Planet Found with Oddly Tilted Orbit

Most known planets orbit in the same plane, one that corresponds to a star's equator. In our solar system, Pluto (now demoted) is a diminutive exception.

So astronomers were surprised to find a world much larger than Jupiter in an off-kilter orbit around a faraway star.

The orbit of planet XO-3b is tilted about 37 degrees from the star's equator.

Theory holds that such a misalignment must have occurred as a result of a disturbance sometime after the planet's formation, according to a statement released today by MIT. Close encounters with other planets could greatly amplify a slight initial tilt, the astronomers note, but they don't yet know what caused the orbit of XO-3b.

The planet was found in 2007, but determining its orbit was tricky.

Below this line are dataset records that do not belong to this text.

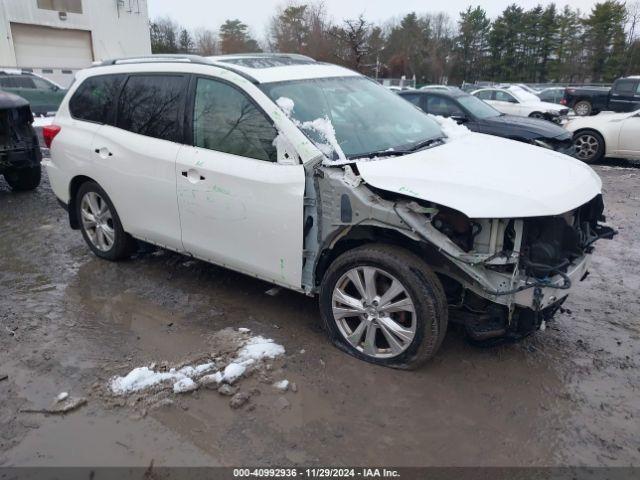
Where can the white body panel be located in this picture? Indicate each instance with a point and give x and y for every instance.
(522, 108)
(621, 132)
(246, 214)
(139, 176)
(484, 176)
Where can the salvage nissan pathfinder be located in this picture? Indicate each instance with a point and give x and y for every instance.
(317, 179)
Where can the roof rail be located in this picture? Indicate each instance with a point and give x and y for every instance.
(166, 58)
(296, 56)
(173, 58)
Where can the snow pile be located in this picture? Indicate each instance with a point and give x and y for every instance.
(144, 377)
(450, 127)
(189, 378)
(40, 122)
(323, 127)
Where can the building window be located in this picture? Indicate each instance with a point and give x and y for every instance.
(70, 6)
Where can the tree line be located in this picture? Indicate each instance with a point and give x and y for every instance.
(541, 44)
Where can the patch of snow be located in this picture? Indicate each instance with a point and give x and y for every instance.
(233, 372)
(188, 378)
(282, 385)
(40, 122)
(322, 126)
(286, 105)
(259, 348)
(62, 397)
(450, 127)
(184, 385)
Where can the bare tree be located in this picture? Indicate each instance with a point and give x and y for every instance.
(206, 42)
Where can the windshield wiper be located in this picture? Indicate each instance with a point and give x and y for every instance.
(397, 153)
(379, 154)
(427, 143)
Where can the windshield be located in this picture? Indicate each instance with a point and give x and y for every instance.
(478, 108)
(366, 117)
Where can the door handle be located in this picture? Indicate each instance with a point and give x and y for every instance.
(104, 152)
(193, 176)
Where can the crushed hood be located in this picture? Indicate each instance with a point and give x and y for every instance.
(488, 177)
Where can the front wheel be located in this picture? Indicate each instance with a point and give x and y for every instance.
(23, 179)
(589, 146)
(100, 224)
(583, 108)
(384, 305)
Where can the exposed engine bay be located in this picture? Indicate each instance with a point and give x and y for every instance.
(504, 278)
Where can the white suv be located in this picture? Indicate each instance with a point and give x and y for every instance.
(318, 179)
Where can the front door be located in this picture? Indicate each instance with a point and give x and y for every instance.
(238, 207)
(629, 140)
(134, 161)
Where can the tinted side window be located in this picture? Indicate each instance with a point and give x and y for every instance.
(444, 107)
(152, 105)
(505, 97)
(625, 87)
(413, 98)
(226, 120)
(95, 99)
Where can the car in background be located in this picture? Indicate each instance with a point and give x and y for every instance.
(519, 102)
(19, 147)
(552, 94)
(623, 96)
(445, 88)
(606, 135)
(43, 95)
(481, 117)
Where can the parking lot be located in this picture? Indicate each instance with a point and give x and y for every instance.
(69, 322)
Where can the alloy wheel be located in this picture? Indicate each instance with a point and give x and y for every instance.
(97, 221)
(587, 146)
(374, 312)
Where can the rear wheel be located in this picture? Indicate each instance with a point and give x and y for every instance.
(23, 179)
(100, 224)
(384, 305)
(583, 108)
(589, 146)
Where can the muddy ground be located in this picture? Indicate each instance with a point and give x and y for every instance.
(69, 322)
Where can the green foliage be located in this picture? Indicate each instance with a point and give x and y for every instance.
(544, 43)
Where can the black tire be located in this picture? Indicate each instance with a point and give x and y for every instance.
(23, 179)
(583, 108)
(589, 155)
(123, 245)
(421, 285)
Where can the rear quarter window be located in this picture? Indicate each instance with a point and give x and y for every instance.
(94, 100)
(153, 105)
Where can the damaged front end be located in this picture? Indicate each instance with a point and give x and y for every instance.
(504, 278)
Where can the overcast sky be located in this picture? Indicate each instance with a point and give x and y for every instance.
(255, 13)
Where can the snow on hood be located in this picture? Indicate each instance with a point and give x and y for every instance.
(488, 177)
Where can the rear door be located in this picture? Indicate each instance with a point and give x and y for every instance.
(134, 158)
(624, 96)
(238, 207)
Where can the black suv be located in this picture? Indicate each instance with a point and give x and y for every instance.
(481, 117)
(19, 147)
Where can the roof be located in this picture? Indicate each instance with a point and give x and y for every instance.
(278, 67)
(452, 93)
(258, 67)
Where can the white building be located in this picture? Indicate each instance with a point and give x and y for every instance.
(55, 38)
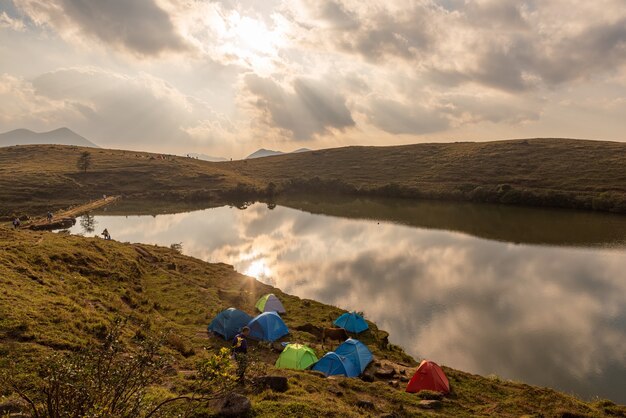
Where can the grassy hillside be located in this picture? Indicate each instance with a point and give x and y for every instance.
(60, 292)
(37, 178)
(539, 172)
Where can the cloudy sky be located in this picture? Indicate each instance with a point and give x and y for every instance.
(227, 77)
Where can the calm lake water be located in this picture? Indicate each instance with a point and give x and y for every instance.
(532, 295)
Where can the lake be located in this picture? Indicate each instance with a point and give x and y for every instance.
(532, 295)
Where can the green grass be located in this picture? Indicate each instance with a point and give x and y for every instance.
(60, 292)
(539, 172)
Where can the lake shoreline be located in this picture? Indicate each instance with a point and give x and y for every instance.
(563, 173)
(136, 263)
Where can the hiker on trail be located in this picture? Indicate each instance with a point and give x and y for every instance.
(240, 352)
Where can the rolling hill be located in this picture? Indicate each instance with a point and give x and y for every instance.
(269, 153)
(61, 136)
(544, 172)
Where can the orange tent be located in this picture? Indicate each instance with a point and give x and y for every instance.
(429, 376)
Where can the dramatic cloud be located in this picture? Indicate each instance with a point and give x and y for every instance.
(328, 72)
(398, 118)
(311, 109)
(118, 110)
(7, 21)
(139, 26)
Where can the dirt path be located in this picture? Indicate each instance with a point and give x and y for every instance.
(62, 218)
(81, 209)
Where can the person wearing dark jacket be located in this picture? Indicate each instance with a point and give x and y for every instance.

XO-3b was discovered by a method that depends on a chance alignment of the planet's orbit with the line-of-sight between its star and the Earth. Because of that alignment, the planet sometimes passes directly in front of the star as seen from here -- an event called a transit -- thus causing a slight dimming of the star's light. It dimmed the star's light by about 1 percent.

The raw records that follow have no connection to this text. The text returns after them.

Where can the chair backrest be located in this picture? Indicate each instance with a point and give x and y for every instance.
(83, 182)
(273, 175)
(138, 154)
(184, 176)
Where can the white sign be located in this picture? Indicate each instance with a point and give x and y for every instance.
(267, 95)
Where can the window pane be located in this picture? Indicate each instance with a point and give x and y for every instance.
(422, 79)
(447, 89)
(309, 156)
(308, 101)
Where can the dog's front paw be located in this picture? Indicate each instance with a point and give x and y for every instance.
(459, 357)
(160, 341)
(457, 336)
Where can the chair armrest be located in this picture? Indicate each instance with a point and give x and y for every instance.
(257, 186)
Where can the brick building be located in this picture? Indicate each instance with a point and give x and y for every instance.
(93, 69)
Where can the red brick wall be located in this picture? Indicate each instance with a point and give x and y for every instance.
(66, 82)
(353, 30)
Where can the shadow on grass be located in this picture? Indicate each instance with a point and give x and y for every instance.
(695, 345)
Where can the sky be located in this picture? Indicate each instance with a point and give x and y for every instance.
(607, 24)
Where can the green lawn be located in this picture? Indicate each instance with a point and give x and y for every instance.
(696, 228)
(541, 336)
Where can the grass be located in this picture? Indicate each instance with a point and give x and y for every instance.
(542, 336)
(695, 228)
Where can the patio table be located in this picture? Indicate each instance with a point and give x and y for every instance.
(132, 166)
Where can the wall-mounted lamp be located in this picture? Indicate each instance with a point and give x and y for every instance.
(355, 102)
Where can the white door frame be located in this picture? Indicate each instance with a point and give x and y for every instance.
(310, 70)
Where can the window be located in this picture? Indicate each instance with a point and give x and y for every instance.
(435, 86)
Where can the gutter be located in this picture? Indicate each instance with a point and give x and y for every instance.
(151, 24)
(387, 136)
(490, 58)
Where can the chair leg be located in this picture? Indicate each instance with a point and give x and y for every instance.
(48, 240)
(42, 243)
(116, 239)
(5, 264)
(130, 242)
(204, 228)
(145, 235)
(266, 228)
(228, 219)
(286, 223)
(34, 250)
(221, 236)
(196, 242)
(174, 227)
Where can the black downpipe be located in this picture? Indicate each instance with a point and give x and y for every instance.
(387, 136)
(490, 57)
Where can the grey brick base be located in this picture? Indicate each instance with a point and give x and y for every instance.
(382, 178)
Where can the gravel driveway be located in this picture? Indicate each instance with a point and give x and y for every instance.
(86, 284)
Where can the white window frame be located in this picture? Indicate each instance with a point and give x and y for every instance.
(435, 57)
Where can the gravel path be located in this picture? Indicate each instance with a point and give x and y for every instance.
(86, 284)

But to measure the angle of its orbit means "we have to be sneaky about it," said MIT physicist Joshua Winn who led the effort. It turns out that if a planet crosses the star's disk at an angle to the star's own rotation, it causes a distinctive pattern of change in the overall color of the star, as measured by a highly sensitive spectrograph, because of the Doppler shifts caused by the star's rotation.

The Doppler shift is experienced when an ambulance heads toward you: Its sound waves are compressed, then the pitch changes as the ambulance goes the other way and the sound waves are stretched out.

Like many of the 350 or so other known extrasolar planets, XO-3b is large and close to its host star — those are the ones findable by present technology. This world is about 13 times as massive as Jupiter and orbits its star once every 3.5 days.

The orbit of XO-3b was hinted at by another team last year. New observations, carried out by Winn and his team in February at the Keck I Observatory in Hawaii, provided a clear, solid measurement of the planet's distinctive tilt. The results are detailed in the Astrophysical Journal.